Hazır yeni şarkımı bulmuşken birkaç şey yazayım dedim.
Bir şehre veda ettim Dünyalı. İçimde bin bir duyguyla
uğurladım kendimi bir şehirden. Kendimi tanıdığım, büyüttüğüm, sakinleştirdiğim
ve değiştirdiğim şehrime veda ettim.
Evet, mezun olabildim. Sırtımda meğer ne büyük bir yük
taşıyormuşum, sınavın ertesi günü anladım bunu Dünyalı!
Bu arada yılbaşı gecesini yine hatırlamıyorum. Koca gecede
toplasan on dakikalık bir kesit var aklımda. Ertesi günün adresi zaten belli:
Tuvalet. Şişede durduğu gibi durmuyor bu meret hakikaten. Ama o rakı bitecek dedim,
bitti. Kadehler benimdi. Mezeler benimdi. Özlemler benimdi. Telefondaki ses
benimdi. Kafamın tüm dağınıklığı benimdi. Dertler benimdi. Deryalar benimdi.
Benim olan her şeye ayrı ayrı kadehler kaldırdım. Yedinci kadehte şişe
boşalınca uykuya yenik düştüm. Pişman değilim. Yine olsa yine yaparım. Tuvalete
taşınmaya, mideme ağrılar girmesine razıyım. Sen de dene, pişman olmayacaksın
eğer tabağında haydari varsa…
Bir üst paragraftan dolayı sanırım yazıma +15 sınırı
getirmem gerekecek Dünyalı. O yüzden ben veda ettiğim şehrime geri dönüyorum.
Şehrimi terk ederken dostlarımla vedalaştım. Ağladım. Ama en
çok otobüste tekli koltuğumda otururken ağladım. Sarılmalara doyamadım. Öyle
garip ki Dünyalı. Gittiğim için bir yandan üzülüyorum. Bir yandan seviniyorum.
Yetmiyor bir de korkuyorum.
Dostlarımı, kendi düzenimi, kendi sokaklarımı, kendi
hayatımı, geride bırakırken üzülüyordum.
Aileme, uzak kaldığım her şeye kavuşacağım için
seviniyordum.
Bocalamaktan, kendimi yeni bir düzene sokmaya çalışırken
bocalamaktan ve balığı ters döndürmekten de korkuyordum.
Bir yandan da yola çıkarken sanki birkaç günlük tatil için
gidiyormuş gibi hissediyor olmam iyice karıştırıyordu kafamı. Acı gerçeği
odamdaki manzarayı gördüğümde benimsedim.
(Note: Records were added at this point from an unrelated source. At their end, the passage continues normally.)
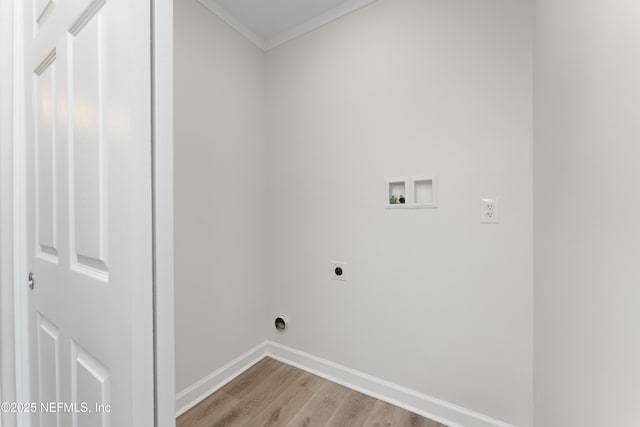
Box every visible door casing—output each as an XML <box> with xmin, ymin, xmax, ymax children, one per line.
<box><xmin>0</xmin><ymin>0</ymin><xmax>175</xmax><ymax>427</ymax></box>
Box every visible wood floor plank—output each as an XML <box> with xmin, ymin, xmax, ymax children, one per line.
<box><xmin>398</xmin><ymin>411</ymin><xmax>446</xmax><ymax>427</ymax></box>
<box><xmin>177</xmin><ymin>357</ymin><xmax>446</xmax><ymax>427</ymax></box>
<box><xmin>211</xmin><ymin>364</ymin><xmax>303</xmax><ymax>427</ymax></box>
<box><xmin>328</xmin><ymin>390</ymin><xmax>376</xmax><ymax>427</ymax></box>
<box><xmin>247</xmin><ymin>378</ymin><xmax>315</xmax><ymax>427</ymax></box>
<box><xmin>364</xmin><ymin>400</ymin><xmax>402</xmax><ymax>427</ymax></box>
<box><xmin>220</xmin><ymin>357</ymin><xmax>283</xmax><ymax>396</ymax></box>
<box><xmin>364</xmin><ymin>400</ymin><xmax>446</xmax><ymax>427</ymax></box>
<box><xmin>287</xmin><ymin>381</ymin><xmax>349</xmax><ymax>427</ymax></box>
<box><xmin>176</xmin><ymin>390</ymin><xmax>239</xmax><ymax>427</ymax></box>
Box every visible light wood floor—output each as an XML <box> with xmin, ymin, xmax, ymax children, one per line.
<box><xmin>178</xmin><ymin>357</ymin><xmax>445</xmax><ymax>427</ymax></box>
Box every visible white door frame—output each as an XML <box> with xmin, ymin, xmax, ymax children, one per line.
<box><xmin>0</xmin><ymin>0</ymin><xmax>28</xmax><ymax>427</ymax></box>
<box><xmin>0</xmin><ymin>2</ymin><xmax>16</xmax><ymax>427</ymax></box>
<box><xmin>151</xmin><ymin>0</ymin><xmax>176</xmax><ymax>427</ymax></box>
<box><xmin>0</xmin><ymin>0</ymin><xmax>175</xmax><ymax>427</ymax></box>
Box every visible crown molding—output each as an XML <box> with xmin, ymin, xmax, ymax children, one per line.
<box><xmin>198</xmin><ymin>0</ymin><xmax>377</xmax><ymax>52</ymax></box>
<box><xmin>198</xmin><ymin>0</ymin><xmax>267</xmax><ymax>51</ymax></box>
<box><xmin>266</xmin><ymin>0</ymin><xmax>377</xmax><ymax>50</ymax></box>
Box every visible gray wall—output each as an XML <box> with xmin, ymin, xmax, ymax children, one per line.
<box><xmin>267</xmin><ymin>0</ymin><xmax>533</xmax><ymax>427</ymax></box>
<box><xmin>535</xmin><ymin>0</ymin><xmax>640</xmax><ymax>427</ymax></box>
<box><xmin>175</xmin><ymin>0</ymin><xmax>267</xmax><ymax>391</ymax></box>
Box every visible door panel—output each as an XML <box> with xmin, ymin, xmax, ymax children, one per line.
<box><xmin>25</xmin><ymin>0</ymin><xmax>154</xmax><ymax>427</ymax></box>
<box><xmin>34</xmin><ymin>51</ymin><xmax>58</xmax><ymax>263</ymax></box>
<box><xmin>37</xmin><ymin>314</ymin><xmax>60</xmax><ymax>427</ymax></box>
<box><xmin>68</xmin><ymin>8</ymin><xmax>109</xmax><ymax>281</ymax></box>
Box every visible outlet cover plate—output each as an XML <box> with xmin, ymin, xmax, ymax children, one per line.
<box><xmin>329</xmin><ymin>261</ymin><xmax>347</xmax><ymax>282</ymax></box>
<box><xmin>480</xmin><ymin>199</ymin><xmax>500</xmax><ymax>224</ymax></box>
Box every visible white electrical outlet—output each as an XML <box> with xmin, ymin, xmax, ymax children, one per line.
<box><xmin>480</xmin><ymin>199</ymin><xmax>500</xmax><ymax>224</ymax></box>
<box><xmin>329</xmin><ymin>261</ymin><xmax>347</xmax><ymax>282</ymax></box>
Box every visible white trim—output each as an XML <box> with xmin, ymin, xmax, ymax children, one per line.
<box><xmin>198</xmin><ymin>0</ymin><xmax>267</xmax><ymax>50</ymax></box>
<box><xmin>13</xmin><ymin>0</ymin><xmax>34</xmax><ymax>427</ymax></box>
<box><xmin>267</xmin><ymin>341</ymin><xmax>514</xmax><ymax>427</ymax></box>
<box><xmin>192</xmin><ymin>0</ymin><xmax>377</xmax><ymax>52</ymax></box>
<box><xmin>265</xmin><ymin>0</ymin><xmax>377</xmax><ymax>50</ymax></box>
<box><xmin>176</xmin><ymin>341</ymin><xmax>267</xmax><ymax>417</ymax></box>
<box><xmin>152</xmin><ymin>0</ymin><xmax>176</xmax><ymax>427</ymax></box>
<box><xmin>176</xmin><ymin>341</ymin><xmax>514</xmax><ymax>427</ymax></box>
<box><xmin>0</xmin><ymin>1</ymin><xmax>16</xmax><ymax>427</ymax></box>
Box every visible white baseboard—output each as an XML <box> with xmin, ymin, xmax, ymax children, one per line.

Kitaplarım, eşyalarım, her şeyim bir
bir odamdaydı. Önceleri bir iki haftalığına eve geldiğimde valizimi
boşaltmazdım bile. Ama şimdi ilk işim eşyalarımı yerleştirmek oldu. Yeni bir
düzene ne kadar çabuk geçersem o kadar çabuk kabullenirim diye düşündüm.
Otobüse bindim ve onca anıya, onca neşeye, hüzüne yol boyu
teker teker veda ettim. Kendi kendime güldüm , ağladım, düşündüm. Keşkelerim
de oldu iyikilerim de.
Şehrimde tanıdığım herkese, hayatıma kattıkları her şey için
çok teşekkür ederim.
Çekirdek ailem… Bana il dışında okuma fırsatını vererek bana
en büyük iyiliği yaptıkları için en çok da onlara teşekkür ederim.
Ve büyük ailem… Maddi manevi her türlü desteklerini benden
hiç esirgemedikleri için teyzelerime ablalarıma çok çok teşekkür ederim. Önce
aileme sonra bana hep destek oldunuz. Ben olmadığımda onlara siz sarıldınız.
Ve Dünyalı, artık önümdeki hayata hazırlık yaparken daha
hızlı adımlar atmalıyım. Eğer “her şey bir gün güzel olacak” ise benim bu
güzellikleri yaşamam için çaba göstermem lazım.
Hayatımda aldığım bu kararın Hayır’lara vesile olmasını
diliyor ve “hayat bildiği gibi gelsin” diyerek cümlelerime son veriyorum.